A Forever Memory
At dusk long, low moisture-filled clouds moved slowly over the peaks, slid down the steep slopes and pulled their sagging bellies over the narrow valley floor. They hid most of the pockets of mountaintop snow that have escaped the sun and veiled the rocky heights with mystery and wonder. The descending sun colored the bottoms of the clouds with pink and yellow light that flowed down the cloudy streamers into the valley and turned to varieties of purples and oranges. To the north the clouds were soft pinks that quickly shifted to shades of blues and deep rich grays among the thick billows of the eastern sky. It was the type of sky that inspires and frustrates artists and photographers who try vainly to capture the momentary beauty before darkness robs it of its treasure of colors. We watched the pageant and hoped for rain. In a few moments the color was gone and the sky became gray on its journey to black.
Not long after, a faint sound announced the rain. It was the percussion of the first small healthy drops on a metal roof. We rushed to get outside in case it was a fleeting tease of only a few drops that would vanish quickly. The cold drops on my head and shoulders promised a memorable contrast to the hot waters of the spring. In the darkness we made our way down the path to the pool. The waters are slightly over 100 degrees and flow out of a large wooden pipe to drop into a pool that is 50 feet in diameter. We cautiously felt our way down the slick stones hidden in the black water and found an open spot on the fine gravel floor. Around the pool were about ten other people in groups of two and three. As if in a large cathedral waiting for a service to begin, everyone was silent and still or moved slowly and spoke with hushed voices. In between the clouds were bright stars that seemed to race across the sky while the clouds seemed fixed in place.

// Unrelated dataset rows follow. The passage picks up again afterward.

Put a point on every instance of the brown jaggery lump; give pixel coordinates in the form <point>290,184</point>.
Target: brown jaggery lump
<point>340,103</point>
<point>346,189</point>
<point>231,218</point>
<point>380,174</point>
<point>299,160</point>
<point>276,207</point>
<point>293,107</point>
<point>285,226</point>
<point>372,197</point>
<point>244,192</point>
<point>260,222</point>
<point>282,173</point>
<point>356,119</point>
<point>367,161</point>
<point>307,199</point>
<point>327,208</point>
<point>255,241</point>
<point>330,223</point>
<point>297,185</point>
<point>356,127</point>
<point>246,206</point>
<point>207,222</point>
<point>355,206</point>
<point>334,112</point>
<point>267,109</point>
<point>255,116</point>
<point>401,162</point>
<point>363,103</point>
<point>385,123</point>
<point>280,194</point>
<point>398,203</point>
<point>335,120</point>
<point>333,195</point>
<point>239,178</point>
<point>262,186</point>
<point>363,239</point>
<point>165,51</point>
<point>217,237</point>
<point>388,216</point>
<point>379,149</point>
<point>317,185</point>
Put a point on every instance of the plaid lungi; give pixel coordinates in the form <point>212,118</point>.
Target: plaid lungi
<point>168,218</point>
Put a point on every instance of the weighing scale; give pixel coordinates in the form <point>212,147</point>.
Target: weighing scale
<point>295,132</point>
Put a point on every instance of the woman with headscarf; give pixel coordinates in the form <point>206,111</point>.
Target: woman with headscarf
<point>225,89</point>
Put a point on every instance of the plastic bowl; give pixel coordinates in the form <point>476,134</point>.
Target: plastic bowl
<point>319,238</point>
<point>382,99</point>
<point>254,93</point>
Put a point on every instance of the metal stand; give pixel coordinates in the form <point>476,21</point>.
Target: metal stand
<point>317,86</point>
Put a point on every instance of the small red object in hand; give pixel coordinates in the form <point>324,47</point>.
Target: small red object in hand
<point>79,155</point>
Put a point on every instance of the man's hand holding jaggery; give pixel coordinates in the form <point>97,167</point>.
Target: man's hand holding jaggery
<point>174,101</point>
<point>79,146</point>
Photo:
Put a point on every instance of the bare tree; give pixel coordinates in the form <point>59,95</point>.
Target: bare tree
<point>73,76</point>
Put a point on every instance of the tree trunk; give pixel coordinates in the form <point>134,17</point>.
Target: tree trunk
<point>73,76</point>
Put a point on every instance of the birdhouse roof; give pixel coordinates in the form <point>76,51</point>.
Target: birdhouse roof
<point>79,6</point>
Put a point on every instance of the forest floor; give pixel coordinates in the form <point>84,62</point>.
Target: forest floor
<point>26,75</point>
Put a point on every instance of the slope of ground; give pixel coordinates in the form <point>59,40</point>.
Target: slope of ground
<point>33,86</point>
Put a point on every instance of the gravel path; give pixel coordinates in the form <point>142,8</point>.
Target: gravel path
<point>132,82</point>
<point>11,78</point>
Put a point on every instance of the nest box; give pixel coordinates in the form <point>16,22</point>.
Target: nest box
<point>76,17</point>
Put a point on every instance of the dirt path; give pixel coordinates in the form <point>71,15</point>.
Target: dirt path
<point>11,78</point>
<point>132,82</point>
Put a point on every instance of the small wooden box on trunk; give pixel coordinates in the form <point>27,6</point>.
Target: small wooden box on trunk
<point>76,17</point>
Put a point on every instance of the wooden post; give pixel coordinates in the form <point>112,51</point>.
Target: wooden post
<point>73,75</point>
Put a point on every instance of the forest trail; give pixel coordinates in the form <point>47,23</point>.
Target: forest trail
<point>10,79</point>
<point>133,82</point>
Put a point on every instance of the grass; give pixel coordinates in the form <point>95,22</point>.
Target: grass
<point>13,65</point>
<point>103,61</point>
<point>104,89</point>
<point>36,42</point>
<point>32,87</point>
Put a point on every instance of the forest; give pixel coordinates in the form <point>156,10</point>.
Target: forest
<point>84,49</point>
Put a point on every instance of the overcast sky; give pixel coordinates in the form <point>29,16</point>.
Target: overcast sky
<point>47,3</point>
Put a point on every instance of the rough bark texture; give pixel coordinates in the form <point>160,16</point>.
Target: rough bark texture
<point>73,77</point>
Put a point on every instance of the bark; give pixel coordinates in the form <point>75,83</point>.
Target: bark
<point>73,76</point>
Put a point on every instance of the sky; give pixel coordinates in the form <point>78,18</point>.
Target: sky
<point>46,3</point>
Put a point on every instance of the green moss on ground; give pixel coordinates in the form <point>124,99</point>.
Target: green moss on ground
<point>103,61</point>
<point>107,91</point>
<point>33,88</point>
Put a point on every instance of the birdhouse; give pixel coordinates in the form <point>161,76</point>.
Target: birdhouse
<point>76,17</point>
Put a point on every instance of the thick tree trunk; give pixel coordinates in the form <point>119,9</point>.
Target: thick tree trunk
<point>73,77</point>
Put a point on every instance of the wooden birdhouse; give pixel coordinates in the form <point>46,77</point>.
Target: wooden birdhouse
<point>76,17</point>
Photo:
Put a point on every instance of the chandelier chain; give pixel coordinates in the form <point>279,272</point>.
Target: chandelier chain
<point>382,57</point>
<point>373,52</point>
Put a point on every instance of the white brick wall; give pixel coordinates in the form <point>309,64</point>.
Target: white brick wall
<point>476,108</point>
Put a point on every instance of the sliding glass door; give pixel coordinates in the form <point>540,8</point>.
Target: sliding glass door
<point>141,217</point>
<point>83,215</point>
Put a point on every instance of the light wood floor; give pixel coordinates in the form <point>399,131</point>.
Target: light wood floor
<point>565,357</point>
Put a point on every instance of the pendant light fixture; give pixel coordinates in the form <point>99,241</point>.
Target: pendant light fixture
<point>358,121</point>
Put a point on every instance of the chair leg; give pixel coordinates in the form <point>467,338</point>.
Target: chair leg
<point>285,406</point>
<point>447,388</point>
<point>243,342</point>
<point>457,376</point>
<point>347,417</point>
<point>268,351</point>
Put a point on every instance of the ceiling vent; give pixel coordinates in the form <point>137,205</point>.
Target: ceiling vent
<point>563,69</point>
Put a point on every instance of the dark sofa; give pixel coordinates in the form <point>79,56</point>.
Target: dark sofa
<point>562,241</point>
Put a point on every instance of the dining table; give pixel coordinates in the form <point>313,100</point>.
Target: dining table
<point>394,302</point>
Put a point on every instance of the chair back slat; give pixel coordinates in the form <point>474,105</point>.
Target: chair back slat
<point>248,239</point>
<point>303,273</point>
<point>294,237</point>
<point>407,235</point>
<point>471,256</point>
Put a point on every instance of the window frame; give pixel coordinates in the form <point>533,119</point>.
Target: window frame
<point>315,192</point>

We moved to the far side of the pool and found smooth flat stones that allowed us to sit with our shoulders out of the water. Looking up I watched the sky and thrilled at the contrast between the warm water on my lower body, the rain drops hitting my face and the slight breeze that flowed over my upper torso.
A cloud to the east took on an unusual appearance. The bottom was dark but the top glowed bright white with long tongues of silver white reminiscent of wind driven snow curling off the top of a pinnacle in winter. The light continued to concentrate in one spot much like a headlight cutting through heavy fog. A few moments later and the top of the moon peered over the cloud, reflected off the water and turned silhouettes into vaguely recognizable faces. The silvery steam rising into the air danced on the pond as the flowers and trees shimmered in the breeze. It was a feast for the senses.
Just before midnight we returned to the spring. Flashes on the northern horizon told of a distant storm but our clouds were high and fluffy. The night was silent except for the sound of the water dropping into the pond. I chose a stone that allowed me to sit shoulder deep in the water and Julie chose a float to recline. As I held on to her to keep her near me while she lay back and watched the moon and stars play hide-and-seek behind the clouds she said "I don't think I've ever been so relaxed."